Para além da nossa morte, deparamo-nos com duas realidades diametralmente contrárias e derradeiras, o Céu e o Inferno e uma passageira ou processual, o Purgatório. Caronte, o barqueiro de Hades, que carrega as almas dos recém-mortos sobre as águas do rio Estige e Aqueronte, que dividiam o mundo dos vivos do mundo dos mortos e a quem se paga com uma moeda que nos colocam no olho (a Jesus também lha colocaram), leva-nos a uma destas três realidades.

A bofetada da morte
Sono io la morte e porto Corona,
io Son di tutti voi signora e padrona,
e così sono crudele, così forte sono e dura
che non mi fermeranno le tue mura.
(…) e davanti alla mia falce
il capo tu dovrai chinare
e dell 'oscura morte al passo andare.

https://www.youtube.com/watch?v=YOBYzpzBxvc

Eu sou a morte e carrego Corona,
Sou de todos vós senhora e patroa
tão forte tão dura e cruel que
nenhum dos teus muros me vai parar.
Ante a minha foice inclinarás a cabeça
E inexoravelmente caminharás
rumo à morte escura.

O cantautor italiano Angelo Branduardi reformula nesta canção uma dança macabra medieval. Por causa da peste negra e porque a esperança de vida na Idade Média era muito curta, a morte era um tema muito popular, o horizonte inexorável e escuro que paira sobre a criança que vem a este mundo.

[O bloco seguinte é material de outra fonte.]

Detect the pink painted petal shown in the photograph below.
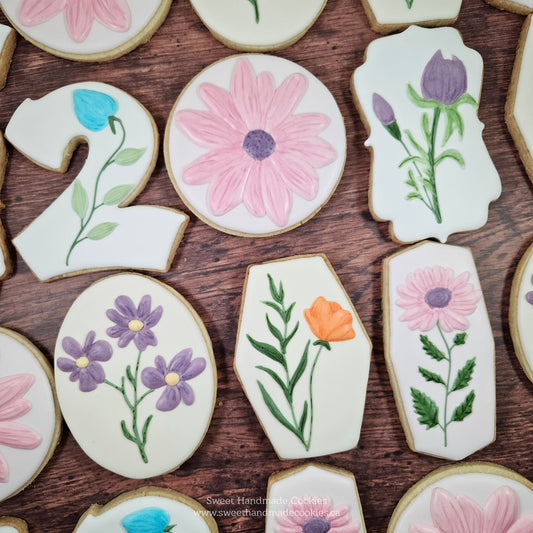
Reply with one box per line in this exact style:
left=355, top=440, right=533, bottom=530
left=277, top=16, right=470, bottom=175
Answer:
left=19, top=0, right=67, bottom=26
left=65, top=0, right=95, bottom=43
left=94, top=0, right=131, bottom=31
left=174, top=111, right=243, bottom=148
left=0, top=422, right=42, bottom=450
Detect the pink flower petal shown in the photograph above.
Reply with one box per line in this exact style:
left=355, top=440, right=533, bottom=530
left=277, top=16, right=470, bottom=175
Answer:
left=94, top=0, right=131, bottom=31
left=19, top=0, right=67, bottom=26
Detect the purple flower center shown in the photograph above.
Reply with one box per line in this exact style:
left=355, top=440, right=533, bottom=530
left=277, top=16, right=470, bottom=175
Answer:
left=302, top=518, right=331, bottom=533
left=424, top=287, right=452, bottom=309
left=242, top=130, right=276, bottom=161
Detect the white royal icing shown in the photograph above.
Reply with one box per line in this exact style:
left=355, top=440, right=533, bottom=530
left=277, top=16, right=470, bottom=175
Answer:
left=383, top=242, right=496, bottom=460
left=234, top=256, right=371, bottom=459
left=165, top=54, right=346, bottom=236
left=191, top=0, right=327, bottom=51
left=353, top=24, right=501, bottom=242
left=6, top=82, right=188, bottom=280
left=55, top=274, right=216, bottom=478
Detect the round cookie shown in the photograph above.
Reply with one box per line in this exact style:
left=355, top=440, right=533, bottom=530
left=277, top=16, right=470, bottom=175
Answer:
left=165, top=55, right=346, bottom=237
left=191, top=0, right=327, bottom=52
left=0, top=0, right=172, bottom=61
left=0, top=328, right=61, bottom=502
left=55, top=274, right=217, bottom=479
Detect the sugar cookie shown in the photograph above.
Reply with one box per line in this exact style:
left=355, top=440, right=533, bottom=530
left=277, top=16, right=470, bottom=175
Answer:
left=383, top=242, right=496, bottom=461
left=55, top=274, right=217, bottom=478
left=6, top=82, right=188, bottom=281
left=187, top=0, right=327, bottom=52
left=0, top=0, right=172, bottom=61
left=165, top=54, right=346, bottom=236
left=0, top=328, right=61, bottom=502
left=352, top=23, right=501, bottom=242
left=234, top=255, right=372, bottom=459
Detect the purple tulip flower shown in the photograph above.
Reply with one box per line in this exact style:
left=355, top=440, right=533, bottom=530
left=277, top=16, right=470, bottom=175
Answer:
left=421, top=50, right=467, bottom=105
left=141, top=348, right=206, bottom=411
left=57, top=331, right=113, bottom=392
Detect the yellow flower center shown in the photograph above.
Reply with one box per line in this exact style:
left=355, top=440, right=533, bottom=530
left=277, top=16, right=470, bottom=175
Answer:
left=165, top=372, right=180, bottom=387
left=76, top=356, right=89, bottom=368
left=128, top=320, right=144, bottom=332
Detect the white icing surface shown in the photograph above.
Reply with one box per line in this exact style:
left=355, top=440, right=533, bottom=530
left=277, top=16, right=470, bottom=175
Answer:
left=0, top=0, right=168, bottom=55
left=191, top=0, right=327, bottom=50
left=234, top=256, right=371, bottom=459
left=387, top=463, right=533, bottom=533
left=6, top=82, right=187, bottom=280
left=384, top=242, right=496, bottom=461
left=55, top=274, right=217, bottom=478
left=353, top=25, right=501, bottom=242
left=165, top=54, right=346, bottom=235
left=266, top=465, right=366, bottom=533
left=0, top=328, right=56, bottom=501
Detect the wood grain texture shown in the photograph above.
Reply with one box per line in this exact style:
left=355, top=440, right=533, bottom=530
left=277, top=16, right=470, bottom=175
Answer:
left=0, top=0, right=533, bottom=533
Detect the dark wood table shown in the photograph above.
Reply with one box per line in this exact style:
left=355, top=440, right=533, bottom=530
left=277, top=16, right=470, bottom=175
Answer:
left=0, top=0, right=533, bottom=533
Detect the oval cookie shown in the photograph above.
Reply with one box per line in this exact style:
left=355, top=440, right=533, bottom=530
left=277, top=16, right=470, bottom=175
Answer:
left=0, top=0, right=172, bottom=61
left=165, top=54, right=346, bottom=236
left=0, top=328, right=61, bottom=502
left=55, top=274, right=217, bottom=478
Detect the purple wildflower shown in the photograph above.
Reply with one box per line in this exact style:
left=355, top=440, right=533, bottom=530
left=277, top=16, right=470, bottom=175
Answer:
left=421, top=50, right=467, bottom=105
left=106, top=294, right=163, bottom=352
left=141, top=348, right=206, bottom=411
left=57, top=331, right=113, bottom=392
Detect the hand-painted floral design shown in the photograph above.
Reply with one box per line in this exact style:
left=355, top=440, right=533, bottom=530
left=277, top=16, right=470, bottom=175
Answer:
left=409, top=486, right=533, bottom=533
left=19, top=0, right=131, bottom=43
left=65, top=90, right=146, bottom=266
left=141, top=348, right=206, bottom=411
left=120, top=507, right=176, bottom=533
left=57, top=331, right=113, bottom=392
left=57, top=294, right=206, bottom=464
left=372, top=49, right=477, bottom=224
left=0, top=374, right=42, bottom=483
left=247, top=274, right=355, bottom=451
left=276, top=496, right=361, bottom=533
left=174, top=58, right=337, bottom=227
left=396, top=266, right=481, bottom=446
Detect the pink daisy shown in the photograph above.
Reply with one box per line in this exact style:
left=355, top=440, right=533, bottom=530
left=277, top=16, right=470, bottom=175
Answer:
left=409, top=487, right=533, bottom=533
left=19, top=0, right=131, bottom=43
left=0, top=374, right=41, bottom=483
left=276, top=496, right=361, bottom=533
left=396, top=266, right=481, bottom=332
left=175, top=58, right=337, bottom=226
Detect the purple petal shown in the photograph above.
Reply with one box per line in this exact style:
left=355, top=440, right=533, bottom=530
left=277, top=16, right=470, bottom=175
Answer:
left=61, top=337, right=83, bottom=359
left=141, top=366, right=166, bottom=389
left=181, top=357, right=206, bottom=380
left=155, top=387, right=181, bottom=411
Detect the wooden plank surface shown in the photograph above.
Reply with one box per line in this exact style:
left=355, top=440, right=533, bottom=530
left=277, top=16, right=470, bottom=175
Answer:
left=0, top=0, right=533, bottom=533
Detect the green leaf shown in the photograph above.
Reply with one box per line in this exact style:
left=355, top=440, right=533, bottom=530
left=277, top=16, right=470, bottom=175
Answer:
left=246, top=335, right=285, bottom=366
left=104, top=185, right=133, bottom=205
left=255, top=365, right=291, bottom=402
left=72, top=180, right=89, bottom=220
left=257, top=381, right=301, bottom=439
left=115, top=148, right=146, bottom=167
left=450, top=357, right=476, bottom=392
left=450, top=390, right=476, bottom=422
left=87, top=222, right=118, bottom=241
left=420, top=335, right=446, bottom=361
left=418, top=366, right=446, bottom=385
left=411, top=387, right=439, bottom=429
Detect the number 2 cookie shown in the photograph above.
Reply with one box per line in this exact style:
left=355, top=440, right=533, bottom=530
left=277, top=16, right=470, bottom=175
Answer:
left=0, top=0, right=172, bottom=61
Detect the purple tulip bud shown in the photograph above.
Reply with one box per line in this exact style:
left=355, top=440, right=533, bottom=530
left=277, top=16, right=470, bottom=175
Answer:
left=421, top=50, right=466, bottom=105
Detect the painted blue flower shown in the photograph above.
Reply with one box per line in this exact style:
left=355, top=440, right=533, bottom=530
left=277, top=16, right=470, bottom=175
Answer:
left=72, top=89, right=118, bottom=131
left=121, top=507, right=175, bottom=533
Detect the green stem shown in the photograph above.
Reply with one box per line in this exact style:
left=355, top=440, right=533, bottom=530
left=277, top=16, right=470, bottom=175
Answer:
left=65, top=117, right=126, bottom=266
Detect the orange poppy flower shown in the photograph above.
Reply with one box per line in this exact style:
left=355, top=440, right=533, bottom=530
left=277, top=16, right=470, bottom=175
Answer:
left=304, top=296, right=355, bottom=342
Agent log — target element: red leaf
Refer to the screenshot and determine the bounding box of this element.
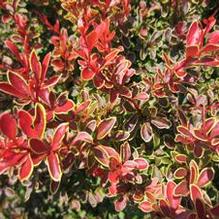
[81,68,95,81]
[93,145,109,167]
[208,30,219,44]
[47,152,62,182]
[120,142,132,162]
[134,158,149,170]
[166,181,181,209]
[201,44,219,54]
[174,180,189,196]
[41,52,51,81]
[151,117,171,129]
[0,82,27,99]
[197,167,214,187]
[29,138,50,154]
[104,48,123,66]
[210,122,219,138]
[159,199,171,216]
[175,154,187,164]
[55,100,74,114]
[50,181,60,194]
[43,74,62,89]
[186,45,199,58]
[8,71,30,96]
[195,199,207,219]
[140,122,153,143]
[71,132,93,145]
[0,112,17,139]
[5,40,20,60]
[18,103,46,138]
[51,123,68,151]
[174,167,187,179]
[189,160,199,184]
[134,92,149,101]
[186,21,202,46]
[114,196,127,212]
[211,205,219,216]
[19,155,33,181]
[97,117,116,140]
[86,30,98,51]
[30,50,42,82]
[139,201,153,213]
[190,184,202,202]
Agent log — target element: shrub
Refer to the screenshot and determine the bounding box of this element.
[0,0,219,219]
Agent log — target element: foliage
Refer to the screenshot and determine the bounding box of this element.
[0,0,219,219]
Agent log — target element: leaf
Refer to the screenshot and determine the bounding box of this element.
[140,122,153,143]
[139,201,154,213]
[195,199,207,219]
[29,138,50,154]
[0,82,27,99]
[174,180,189,196]
[41,52,51,81]
[50,181,60,194]
[114,196,127,212]
[43,74,62,89]
[86,30,98,51]
[159,199,171,216]
[190,184,202,202]
[7,71,30,97]
[208,30,219,44]
[210,205,219,216]
[71,132,93,145]
[120,142,132,162]
[114,130,130,141]
[18,103,46,138]
[0,112,17,139]
[47,152,62,182]
[151,117,171,129]
[166,181,181,209]
[186,45,199,58]
[186,21,202,46]
[174,167,187,179]
[51,123,68,151]
[30,50,42,83]
[5,40,20,60]
[81,67,95,81]
[134,158,149,170]
[189,160,199,184]
[93,145,109,167]
[19,155,33,181]
[197,167,215,187]
[175,154,187,164]
[97,117,116,140]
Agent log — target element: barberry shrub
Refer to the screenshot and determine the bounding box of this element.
[0,0,219,219]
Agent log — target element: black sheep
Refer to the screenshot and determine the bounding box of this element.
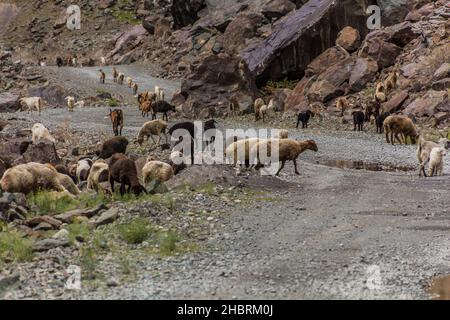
[352,111,366,131]
[297,110,314,129]
[152,100,176,121]
[375,112,389,133]
[97,137,128,159]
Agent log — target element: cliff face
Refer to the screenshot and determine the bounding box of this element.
[241,0,368,83]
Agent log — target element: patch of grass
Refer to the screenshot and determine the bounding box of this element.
[0,229,33,266]
[117,218,153,244]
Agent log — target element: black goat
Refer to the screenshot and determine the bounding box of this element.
[375,112,389,133]
[297,110,314,129]
[352,111,366,131]
[152,100,176,121]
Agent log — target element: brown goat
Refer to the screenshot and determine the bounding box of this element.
[109,109,124,137]
[109,155,147,197]
[383,115,419,145]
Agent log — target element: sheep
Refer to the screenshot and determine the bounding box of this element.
[384,72,398,92]
[253,98,265,121]
[229,98,241,116]
[117,73,125,85]
[87,160,109,191]
[152,100,176,121]
[417,137,450,177]
[278,129,289,139]
[66,96,75,112]
[98,69,106,84]
[429,147,446,177]
[375,112,390,134]
[296,110,314,129]
[31,123,56,144]
[75,158,93,182]
[142,160,175,185]
[113,67,119,82]
[19,97,43,115]
[169,119,217,143]
[97,137,128,159]
[0,162,68,194]
[375,82,386,102]
[109,157,147,197]
[336,97,349,117]
[250,139,319,176]
[352,111,366,131]
[109,109,124,137]
[126,76,133,88]
[155,86,165,101]
[136,120,167,145]
[383,115,419,145]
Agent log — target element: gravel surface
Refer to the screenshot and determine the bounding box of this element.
[1,65,450,299]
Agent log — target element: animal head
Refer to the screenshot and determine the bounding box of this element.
[306,140,319,152]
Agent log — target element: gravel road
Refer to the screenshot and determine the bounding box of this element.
[4,68,450,299]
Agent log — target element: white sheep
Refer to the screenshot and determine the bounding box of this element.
[142,160,175,185]
[155,86,165,101]
[31,123,56,144]
[429,147,446,177]
[66,96,75,112]
[87,160,109,191]
[0,162,70,195]
[19,97,43,115]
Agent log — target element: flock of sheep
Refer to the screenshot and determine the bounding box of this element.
[0,68,450,201]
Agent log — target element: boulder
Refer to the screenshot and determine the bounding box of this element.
[433,62,450,80]
[305,46,349,77]
[404,90,448,117]
[336,26,361,52]
[261,0,297,19]
[28,85,69,108]
[22,140,61,165]
[358,33,402,69]
[0,92,21,112]
[181,55,257,118]
[349,58,378,92]
[381,90,409,113]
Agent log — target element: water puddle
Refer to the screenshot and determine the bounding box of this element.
[318,160,415,172]
[428,276,450,300]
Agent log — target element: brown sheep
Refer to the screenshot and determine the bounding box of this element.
[250,139,319,176]
[109,109,124,137]
[383,115,419,145]
[109,157,147,197]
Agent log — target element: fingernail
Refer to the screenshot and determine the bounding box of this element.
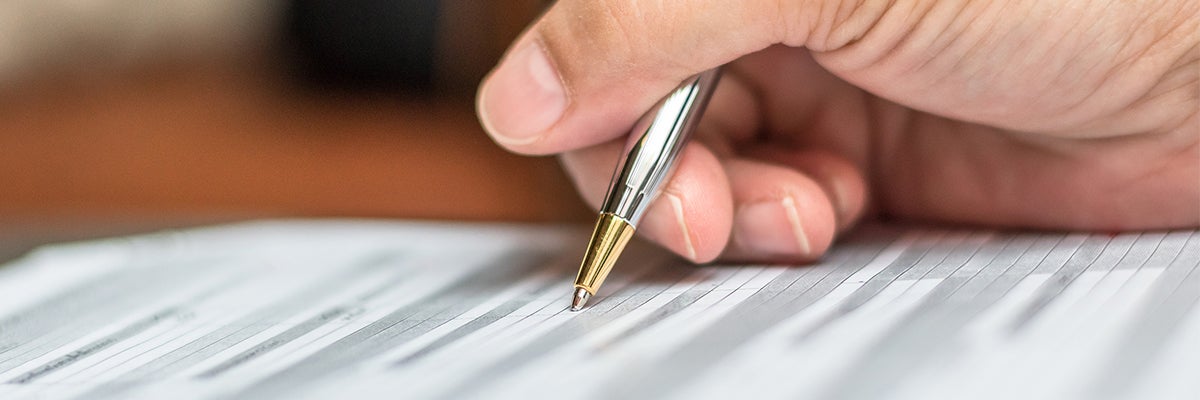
[479,42,566,144]
[642,193,696,261]
[733,197,812,256]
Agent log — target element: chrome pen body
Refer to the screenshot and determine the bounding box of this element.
[571,68,720,310]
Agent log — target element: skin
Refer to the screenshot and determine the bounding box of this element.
[478,0,1200,262]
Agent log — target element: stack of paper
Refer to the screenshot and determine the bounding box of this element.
[0,221,1200,400]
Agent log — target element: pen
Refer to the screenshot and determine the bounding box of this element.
[571,67,721,311]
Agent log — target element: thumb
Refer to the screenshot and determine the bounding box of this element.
[476,0,866,154]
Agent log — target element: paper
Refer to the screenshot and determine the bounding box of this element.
[0,221,1200,400]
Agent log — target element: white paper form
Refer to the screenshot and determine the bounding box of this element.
[0,220,1200,400]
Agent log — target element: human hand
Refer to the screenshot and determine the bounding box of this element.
[478,0,1200,262]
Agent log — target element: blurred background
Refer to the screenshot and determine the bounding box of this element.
[0,0,589,239]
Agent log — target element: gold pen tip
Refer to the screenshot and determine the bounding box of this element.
[571,287,592,311]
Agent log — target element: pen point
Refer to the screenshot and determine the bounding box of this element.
[571,287,592,311]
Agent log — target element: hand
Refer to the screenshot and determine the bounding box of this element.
[478,0,1200,262]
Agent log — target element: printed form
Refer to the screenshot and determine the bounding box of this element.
[0,220,1200,400]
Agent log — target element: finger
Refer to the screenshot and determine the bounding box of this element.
[476,0,874,154]
[742,144,869,231]
[560,141,733,262]
[694,67,762,159]
[724,159,838,262]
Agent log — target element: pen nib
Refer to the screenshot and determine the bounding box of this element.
[571,287,592,311]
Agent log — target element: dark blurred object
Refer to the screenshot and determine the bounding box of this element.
[284,0,440,91]
[283,0,545,97]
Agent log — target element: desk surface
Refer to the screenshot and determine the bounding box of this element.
[0,65,589,221]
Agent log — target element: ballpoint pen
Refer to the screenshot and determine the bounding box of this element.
[571,67,721,311]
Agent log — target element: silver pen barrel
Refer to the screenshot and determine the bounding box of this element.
[600,68,720,226]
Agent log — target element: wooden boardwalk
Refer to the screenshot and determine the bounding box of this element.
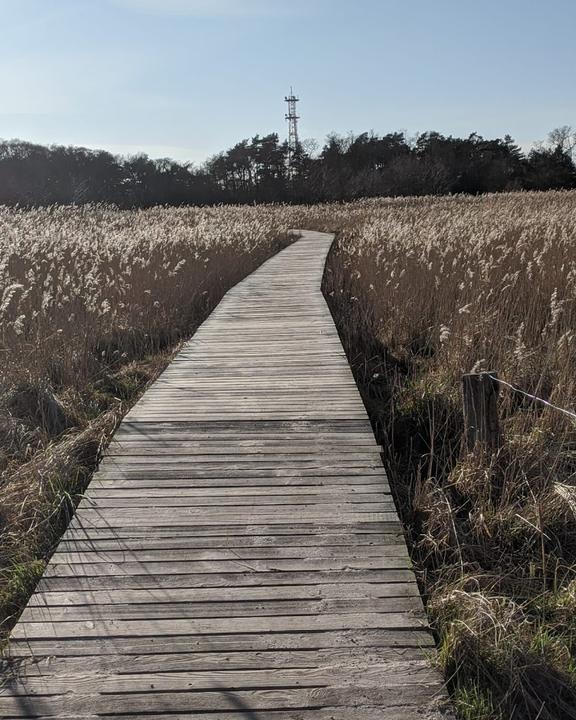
[0,232,443,720]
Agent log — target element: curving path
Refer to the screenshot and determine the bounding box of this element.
[0,232,450,720]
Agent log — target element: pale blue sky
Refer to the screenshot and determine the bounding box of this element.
[0,0,576,162]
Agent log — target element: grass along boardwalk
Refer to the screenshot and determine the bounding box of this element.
[0,232,444,720]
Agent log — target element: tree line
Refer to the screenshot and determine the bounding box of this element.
[0,126,576,207]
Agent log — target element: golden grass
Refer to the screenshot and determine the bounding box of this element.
[0,192,576,720]
[319,192,576,720]
[0,206,289,637]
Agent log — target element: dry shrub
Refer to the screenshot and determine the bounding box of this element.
[0,206,290,636]
[316,192,576,720]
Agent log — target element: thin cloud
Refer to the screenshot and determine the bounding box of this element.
[113,0,304,17]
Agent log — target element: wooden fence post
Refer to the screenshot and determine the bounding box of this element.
[462,372,500,452]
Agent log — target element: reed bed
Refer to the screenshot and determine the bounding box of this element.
[317,192,576,720]
[0,206,289,639]
[0,192,576,720]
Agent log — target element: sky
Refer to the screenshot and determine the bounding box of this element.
[0,0,576,164]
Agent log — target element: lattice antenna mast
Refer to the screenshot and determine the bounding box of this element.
[284,88,300,170]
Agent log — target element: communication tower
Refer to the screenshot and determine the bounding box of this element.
[284,88,300,169]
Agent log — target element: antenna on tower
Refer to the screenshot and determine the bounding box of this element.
[284,88,300,172]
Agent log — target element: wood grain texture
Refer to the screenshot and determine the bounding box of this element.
[0,231,449,720]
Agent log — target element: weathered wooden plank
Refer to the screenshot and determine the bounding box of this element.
[28,582,420,608]
[0,683,444,718]
[38,563,416,592]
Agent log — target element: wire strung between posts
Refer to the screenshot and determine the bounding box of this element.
[488,373,576,420]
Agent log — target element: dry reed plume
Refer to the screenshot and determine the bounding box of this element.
[0,206,287,635]
[317,192,576,720]
[0,192,576,720]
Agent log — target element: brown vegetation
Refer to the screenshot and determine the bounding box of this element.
[0,207,288,636]
[326,193,576,720]
[0,192,576,720]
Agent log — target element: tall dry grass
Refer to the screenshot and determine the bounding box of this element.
[0,192,576,720]
[317,192,576,720]
[0,206,288,637]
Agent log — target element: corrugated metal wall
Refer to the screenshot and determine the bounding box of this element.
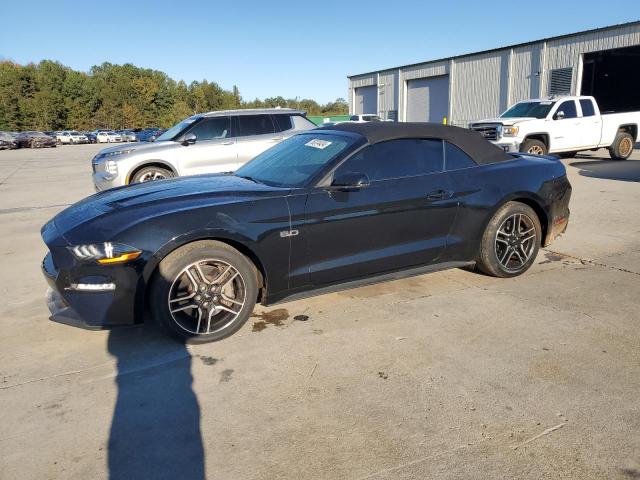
[349,23,640,126]
[450,50,509,123]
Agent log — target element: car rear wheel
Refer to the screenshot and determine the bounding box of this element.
[149,241,258,343]
[477,202,542,277]
[520,139,547,155]
[609,132,633,160]
[130,166,175,183]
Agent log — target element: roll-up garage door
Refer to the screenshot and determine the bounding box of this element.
[407,75,449,123]
[355,85,378,115]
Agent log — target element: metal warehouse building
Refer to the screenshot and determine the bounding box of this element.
[348,21,640,126]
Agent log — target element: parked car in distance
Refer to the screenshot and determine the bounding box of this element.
[349,113,382,123]
[116,130,138,142]
[96,131,122,143]
[56,130,89,145]
[42,122,571,343]
[470,96,640,160]
[0,132,18,150]
[16,131,56,148]
[92,108,316,190]
[136,128,164,142]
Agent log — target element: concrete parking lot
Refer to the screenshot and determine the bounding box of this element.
[0,145,640,480]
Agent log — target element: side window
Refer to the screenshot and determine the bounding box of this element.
[238,115,275,137]
[553,100,578,120]
[334,139,443,181]
[580,98,596,117]
[273,114,293,132]
[188,117,231,142]
[444,142,477,170]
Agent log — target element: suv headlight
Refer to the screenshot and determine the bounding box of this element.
[500,126,520,137]
[67,242,142,265]
[98,149,133,158]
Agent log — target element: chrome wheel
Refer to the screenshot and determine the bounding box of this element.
[495,213,537,273]
[168,259,247,335]
[618,137,633,158]
[138,170,167,183]
[527,145,544,155]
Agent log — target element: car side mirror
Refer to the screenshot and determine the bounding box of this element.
[331,172,371,192]
[182,133,197,147]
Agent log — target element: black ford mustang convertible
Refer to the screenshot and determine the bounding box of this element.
[42,123,571,342]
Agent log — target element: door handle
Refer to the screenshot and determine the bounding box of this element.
[427,190,453,200]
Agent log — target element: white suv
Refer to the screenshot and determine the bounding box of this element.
[92,108,316,190]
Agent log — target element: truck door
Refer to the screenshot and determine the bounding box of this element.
[578,98,602,148]
[550,100,582,151]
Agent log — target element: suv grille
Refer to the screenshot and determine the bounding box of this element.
[471,124,498,140]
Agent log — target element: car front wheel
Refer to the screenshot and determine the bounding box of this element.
[130,166,175,183]
[149,241,258,343]
[477,202,542,277]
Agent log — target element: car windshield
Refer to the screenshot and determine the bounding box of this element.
[235,133,357,187]
[155,117,202,142]
[500,100,556,118]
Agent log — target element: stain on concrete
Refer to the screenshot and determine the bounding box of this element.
[198,355,219,365]
[251,308,289,332]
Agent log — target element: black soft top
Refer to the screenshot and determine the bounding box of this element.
[318,122,513,165]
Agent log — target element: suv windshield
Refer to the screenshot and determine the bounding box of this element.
[235,133,357,187]
[500,100,556,118]
[154,117,202,142]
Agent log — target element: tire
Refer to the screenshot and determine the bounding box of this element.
[609,132,634,160]
[148,240,258,344]
[520,138,549,155]
[477,202,542,278]
[129,165,175,184]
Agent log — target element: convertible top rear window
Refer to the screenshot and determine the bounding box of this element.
[236,133,356,187]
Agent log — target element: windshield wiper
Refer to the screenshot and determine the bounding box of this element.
[236,175,262,184]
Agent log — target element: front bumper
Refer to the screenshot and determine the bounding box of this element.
[92,172,126,192]
[42,222,144,330]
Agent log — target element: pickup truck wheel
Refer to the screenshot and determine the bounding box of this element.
[129,166,175,183]
[609,132,633,160]
[520,139,547,155]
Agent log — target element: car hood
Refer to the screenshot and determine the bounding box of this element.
[472,117,539,126]
[53,174,290,241]
[98,139,177,155]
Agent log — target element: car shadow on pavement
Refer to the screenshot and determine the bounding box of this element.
[108,326,205,480]
[569,157,640,182]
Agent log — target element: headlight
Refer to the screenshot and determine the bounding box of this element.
[501,126,520,137]
[67,242,142,265]
[98,149,133,158]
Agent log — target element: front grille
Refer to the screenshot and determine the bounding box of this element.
[471,124,498,140]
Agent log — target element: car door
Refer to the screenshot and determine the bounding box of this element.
[304,139,456,285]
[578,98,602,148]
[237,114,284,166]
[551,100,582,151]
[170,116,238,175]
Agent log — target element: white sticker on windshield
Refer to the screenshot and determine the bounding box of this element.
[305,138,331,150]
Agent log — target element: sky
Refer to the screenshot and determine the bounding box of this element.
[0,0,640,103]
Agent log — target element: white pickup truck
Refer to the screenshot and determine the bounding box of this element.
[470,96,640,160]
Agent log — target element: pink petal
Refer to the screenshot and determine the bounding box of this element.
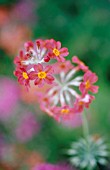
[44,65,53,73]
[34,64,43,72]
[89,85,99,93]
[56,41,61,49]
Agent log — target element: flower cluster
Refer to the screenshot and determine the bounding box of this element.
[14,39,98,121]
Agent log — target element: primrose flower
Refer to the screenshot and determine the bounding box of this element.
[15,39,98,121]
[14,39,69,87]
[72,56,88,72]
[30,64,54,87]
[14,67,30,88]
[80,71,98,94]
[32,163,75,170]
[48,39,69,62]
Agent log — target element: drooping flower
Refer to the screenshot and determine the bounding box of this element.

Num conceito do tempo linear judaico-cristão, a vida desenvolve-se historicamente em linha reta. A morte, que sempre se representou como uma foice, é agora uma ceifeira mecânica que corta e destrói tudo o que lhe aparece pelo caminho, nada nem ninguém lhe pode fazer frente. Tal como qualquer produto no mercado, temos prazo de validade.

Já não é o sexo o tabu dos nossos tempos; nestes tempos modernos, o tabu é a morte, porque esta é a recordação incómoda da nossa indigência e limitação. Para uma sociedade tão orgulhosa dos seus progressos em todas as matérias, a morte é como uma humilhante bofetada em plena cara. Ri-se de nós e das nossas invenções com todos os dentes da sua caveira.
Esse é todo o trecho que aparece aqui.